Officer was dismissed in April

Ohio Police Officer Fired For Getting ‘Pure Evil’ Tattooed On His Fingers

A Cincinnati police officer was fired for getting the words “pure” and “evil” tattooed across his knuckles.

Officer Eric Weyda, a 16-year officer with the force, was dismissed in April for insubordination and failure of good behaviour, documents obtained by WLWT reveal. Mr Weyda is appealing the decision.

"Officer Weyda’s tattoos are a violation that is ongoing and permanent,” one of his supervisors wrote. “Additionally, Officer Weyda’s tattoos do not promote the professional and neutral image of the Cincinnati Police Department and are injurious to the public trust."

The officer got the ink in December 2021, violating a department policy that forbids tattoos on the face, neck, head, or hands.

During a disciplinary review, Mr Weyda declined to get the tattoos removed, citing the cost of the procedure.

Officer Eric Weyda was dismissed from the Cincinnati police department in April.

Mr Weyda said the tattoo had a personal meaning and should not be read as communicating that he viewed himself as pure evil, but rather were meant to show the struggle between good and evil.
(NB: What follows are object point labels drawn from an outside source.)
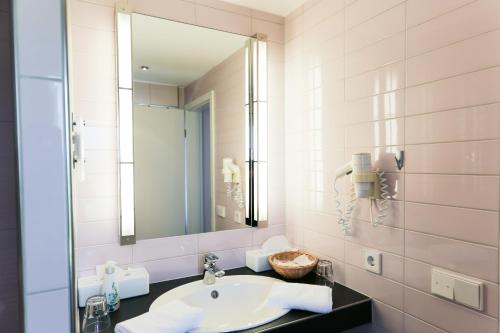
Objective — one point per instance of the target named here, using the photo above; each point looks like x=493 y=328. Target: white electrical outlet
x=221 y=211
x=237 y=216
x=373 y=261
x=457 y=288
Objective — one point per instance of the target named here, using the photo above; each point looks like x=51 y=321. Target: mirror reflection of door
x=189 y=97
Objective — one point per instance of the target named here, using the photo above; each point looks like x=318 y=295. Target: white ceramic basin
x=240 y=304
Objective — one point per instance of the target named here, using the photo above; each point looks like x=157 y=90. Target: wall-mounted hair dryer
x=232 y=178
x=367 y=184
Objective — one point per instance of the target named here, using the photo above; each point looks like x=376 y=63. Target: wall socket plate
x=220 y=210
x=457 y=288
x=238 y=217
x=373 y=260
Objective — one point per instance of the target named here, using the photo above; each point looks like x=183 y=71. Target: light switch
x=238 y=218
x=459 y=289
x=221 y=211
x=469 y=293
x=442 y=284
x=373 y=261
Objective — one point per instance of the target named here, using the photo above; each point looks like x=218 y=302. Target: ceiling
x=178 y=53
x=277 y=7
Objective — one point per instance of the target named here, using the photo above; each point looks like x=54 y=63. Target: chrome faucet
x=211 y=269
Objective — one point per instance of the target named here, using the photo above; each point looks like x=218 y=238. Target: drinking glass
x=96 y=317
x=324 y=269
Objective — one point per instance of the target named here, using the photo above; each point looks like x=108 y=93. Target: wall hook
x=400 y=159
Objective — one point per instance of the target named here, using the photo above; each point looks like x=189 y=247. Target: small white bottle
x=110 y=288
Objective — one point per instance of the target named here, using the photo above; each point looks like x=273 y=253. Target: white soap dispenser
x=110 y=287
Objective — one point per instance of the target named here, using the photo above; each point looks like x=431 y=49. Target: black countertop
x=350 y=308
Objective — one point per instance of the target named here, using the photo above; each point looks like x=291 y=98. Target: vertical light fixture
x=125 y=123
x=257 y=131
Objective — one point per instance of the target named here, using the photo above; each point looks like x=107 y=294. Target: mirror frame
x=256 y=136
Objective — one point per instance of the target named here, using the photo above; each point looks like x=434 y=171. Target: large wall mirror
x=192 y=128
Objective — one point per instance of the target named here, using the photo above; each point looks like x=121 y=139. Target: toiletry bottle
x=110 y=288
"Weyda showed remorsefulness for obtaining the tattoo and acknowledged a lack of discretion since he obtained the tattoo in December 2021,” police disciplinary documents read. “Furthermore, Officer Weyda stated, like all of his tattoos, his hand tattoo has a personal message to him, and the words ‘pure evil’ should not be observed as one message.”

His superiors clearly didn’t see it that way.
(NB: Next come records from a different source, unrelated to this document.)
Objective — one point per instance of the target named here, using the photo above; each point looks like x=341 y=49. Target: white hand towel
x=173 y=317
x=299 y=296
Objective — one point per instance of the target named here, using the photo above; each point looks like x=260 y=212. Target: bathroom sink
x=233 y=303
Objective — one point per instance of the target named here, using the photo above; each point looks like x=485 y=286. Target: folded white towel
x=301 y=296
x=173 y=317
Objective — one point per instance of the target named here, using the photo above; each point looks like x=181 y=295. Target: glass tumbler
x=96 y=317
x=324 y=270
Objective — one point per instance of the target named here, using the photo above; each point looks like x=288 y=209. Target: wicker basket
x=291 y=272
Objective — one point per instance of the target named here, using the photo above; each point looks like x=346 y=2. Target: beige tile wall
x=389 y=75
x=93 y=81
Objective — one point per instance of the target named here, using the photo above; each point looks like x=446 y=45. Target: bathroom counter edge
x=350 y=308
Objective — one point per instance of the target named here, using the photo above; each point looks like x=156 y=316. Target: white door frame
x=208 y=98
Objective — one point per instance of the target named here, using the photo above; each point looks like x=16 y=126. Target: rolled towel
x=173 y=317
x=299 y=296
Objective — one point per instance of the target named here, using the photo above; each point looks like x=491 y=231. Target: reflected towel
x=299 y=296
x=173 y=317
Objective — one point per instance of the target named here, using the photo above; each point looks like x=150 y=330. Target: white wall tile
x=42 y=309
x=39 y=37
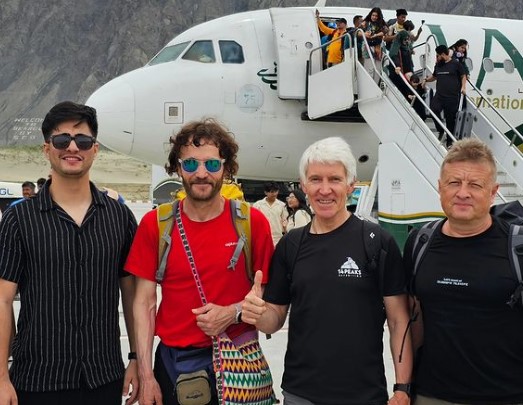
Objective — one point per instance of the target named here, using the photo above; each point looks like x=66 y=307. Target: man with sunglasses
x=203 y=154
x=64 y=250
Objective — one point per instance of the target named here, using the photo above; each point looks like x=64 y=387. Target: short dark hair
x=415 y=78
x=208 y=130
x=28 y=184
x=69 y=111
x=408 y=25
x=442 y=49
x=270 y=186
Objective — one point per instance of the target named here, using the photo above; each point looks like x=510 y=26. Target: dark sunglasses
x=83 y=142
x=190 y=165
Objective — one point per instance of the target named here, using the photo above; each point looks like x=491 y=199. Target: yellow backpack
x=241 y=216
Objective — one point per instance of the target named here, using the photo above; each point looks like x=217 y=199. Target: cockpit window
x=231 y=52
x=201 y=51
x=169 y=54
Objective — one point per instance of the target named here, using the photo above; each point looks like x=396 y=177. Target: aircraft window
x=231 y=52
x=169 y=54
x=488 y=65
x=508 y=65
x=201 y=51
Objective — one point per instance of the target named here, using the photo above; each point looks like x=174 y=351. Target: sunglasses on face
x=190 y=165
x=83 y=142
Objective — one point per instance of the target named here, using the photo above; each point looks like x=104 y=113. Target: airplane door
x=296 y=34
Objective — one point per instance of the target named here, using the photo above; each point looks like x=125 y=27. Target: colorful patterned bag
x=243 y=376
x=242 y=373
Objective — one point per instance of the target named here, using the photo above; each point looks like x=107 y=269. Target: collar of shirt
x=46 y=203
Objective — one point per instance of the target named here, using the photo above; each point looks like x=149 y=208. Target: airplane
x=258 y=72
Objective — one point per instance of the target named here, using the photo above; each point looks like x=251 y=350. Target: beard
x=205 y=195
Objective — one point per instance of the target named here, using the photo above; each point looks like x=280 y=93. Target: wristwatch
x=238 y=316
x=402 y=387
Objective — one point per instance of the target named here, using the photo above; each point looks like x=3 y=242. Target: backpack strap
x=422 y=241
x=293 y=240
x=371 y=235
x=165 y=218
x=241 y=217
x=515 y=246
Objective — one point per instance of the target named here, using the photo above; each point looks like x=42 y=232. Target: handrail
x=415 y=93
x=517 y=134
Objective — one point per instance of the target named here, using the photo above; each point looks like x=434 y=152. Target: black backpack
x=512 y=214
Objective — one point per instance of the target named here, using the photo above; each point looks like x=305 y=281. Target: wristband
x=402 y=387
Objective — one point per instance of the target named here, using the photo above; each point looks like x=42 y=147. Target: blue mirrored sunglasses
x=83 y=142
x=190 y=165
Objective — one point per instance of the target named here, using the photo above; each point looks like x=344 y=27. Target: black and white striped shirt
x=68 y=278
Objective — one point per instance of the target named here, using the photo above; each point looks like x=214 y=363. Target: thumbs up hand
x=254 y=306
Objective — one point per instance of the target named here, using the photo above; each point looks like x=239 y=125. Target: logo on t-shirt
x=349 y=269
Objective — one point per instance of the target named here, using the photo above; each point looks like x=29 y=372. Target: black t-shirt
x=473 y=341
x=448 y=77
x=335 y=347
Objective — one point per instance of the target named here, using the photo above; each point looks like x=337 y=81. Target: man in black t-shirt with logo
x=451 y=83
x=337 y=292
x=470 y=338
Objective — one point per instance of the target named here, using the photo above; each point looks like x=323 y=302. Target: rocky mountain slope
x=64 y=49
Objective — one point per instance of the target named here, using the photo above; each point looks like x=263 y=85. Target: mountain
x=58 y=50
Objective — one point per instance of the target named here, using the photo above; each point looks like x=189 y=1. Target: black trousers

"Officer Weyda’s message also has the very real possibility to cause extraordinary damage to police community relations both locally and nationally,” a police captain wrote in the documents.

Prior to the dismissal, Mr Weyda was moved to police impound lot to “limit his public exposure.”
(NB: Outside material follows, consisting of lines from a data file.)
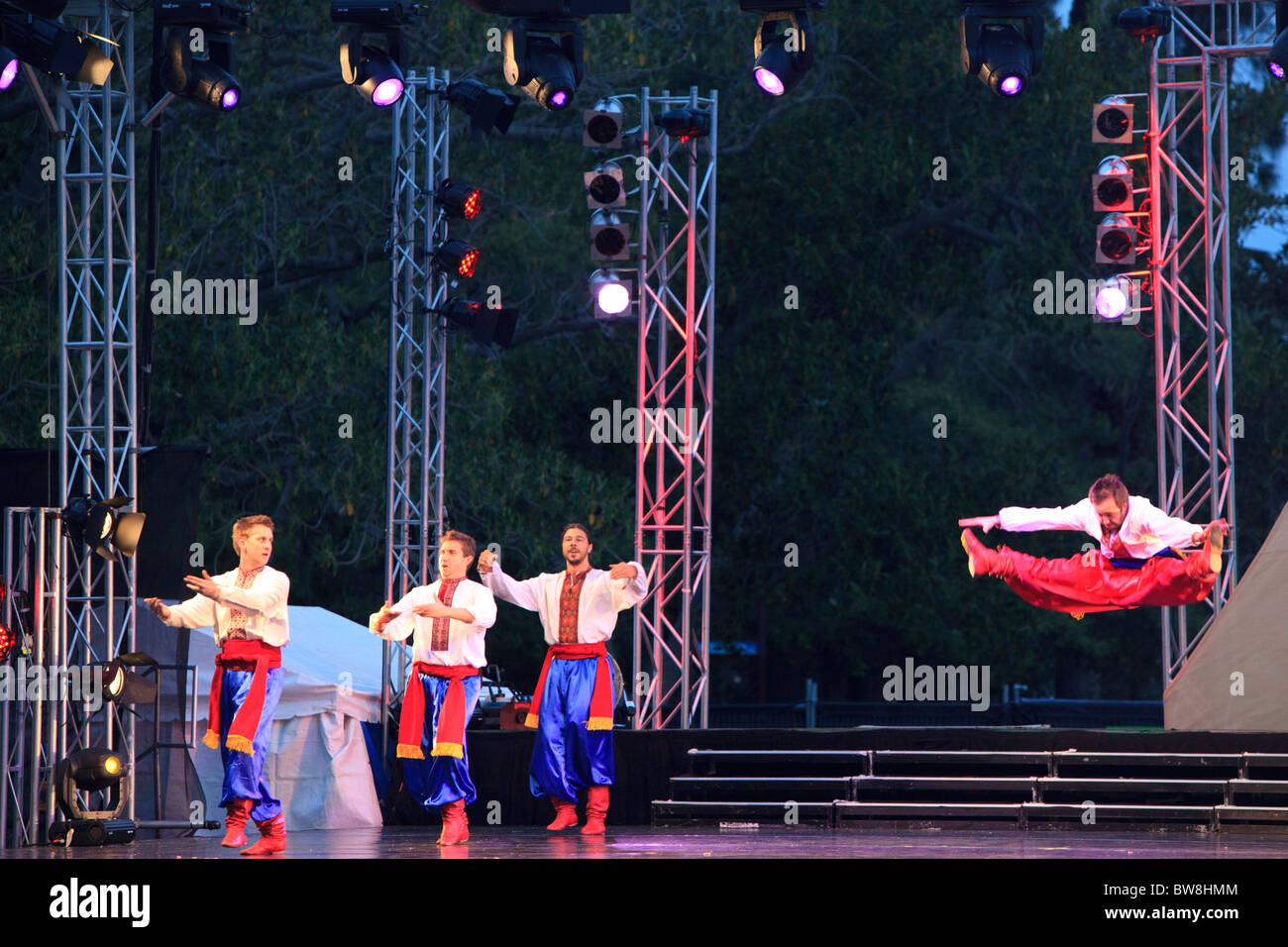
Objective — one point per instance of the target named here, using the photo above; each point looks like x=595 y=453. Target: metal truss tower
x=417 y=359
x=673 y=459
x=97 y=433
x=1189 y=153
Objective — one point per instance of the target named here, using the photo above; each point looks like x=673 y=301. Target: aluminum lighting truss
x=1190 y=272
x=97 y=392
x=673 y=470
x=417 y=360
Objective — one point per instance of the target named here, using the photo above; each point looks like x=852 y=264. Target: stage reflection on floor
x=743 y=841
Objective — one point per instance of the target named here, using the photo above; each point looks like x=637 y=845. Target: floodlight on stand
x=1116 y=240
x=485 y=325
x=488 y=108
x=1115 y=298
x=782 y=58
x=127 y=686
x=544 y=58
x=99 y=526
x=91 y=771
x=995 y=48
x=1144 y=22
x=610 y=294
x=456 y=257
x=9 y=64
x=1112 y=121
x=373 y=71
x=601 y=125
x=1112 y=185
x=459 y=201
x=605 y=187
x=686 y=123
x=609 y=237
x=55 y=50
x=204 y=81
x=1276 y=59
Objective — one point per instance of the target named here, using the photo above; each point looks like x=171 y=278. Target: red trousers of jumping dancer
x=1068 y=585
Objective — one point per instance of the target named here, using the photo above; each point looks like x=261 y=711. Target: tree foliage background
x=915 y=300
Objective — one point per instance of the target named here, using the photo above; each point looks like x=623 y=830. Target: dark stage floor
x=799 y=841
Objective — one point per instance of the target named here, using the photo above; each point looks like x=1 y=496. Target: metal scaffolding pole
x=417 y=360
x=1190 y=69
x=673 y=459
x=97 y=403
The dismissed officer has filed a grievance through the local chapter of the Fraternal Order of Police [FOP] union.

"The FOP represents all Cincinnati police officers when they participate in the grievance process outlined in our collective bargaining agreement. Every officer is entitled to a fair hearing and that’s what will take place here,” the group said in a statement.

It’s not the first incident involving the officer.

Police records indicate he was regularly chastised for attendance issues that ranged from “needs improvement” to “unaccpetable.” He was once given department counseling for doing a burnout in his personal vehicle in a government parking lot.

The tattoo incident comes as police in Cincinnati are under scrutiny.

State police in Kentucky are investigating the force after it crossed state lines as part of a murder investigation, and ended up shooting Ali Counter, a 20-year-old Black man.

Police body camera footage shows that Coulter had a gun and was ordered to drop it. It’s unclear if he pointed the weapon at officers.

“What these officers encountered was Mr Coulter coming towards them, firearm in his hand, wanted for muyrder, 9:30 on a Monday morning in a residential neighbourhood,” interim police chief Teresa Theetge said in April when the footage was released.  “They have to take all of that into consideration in determination to use force.”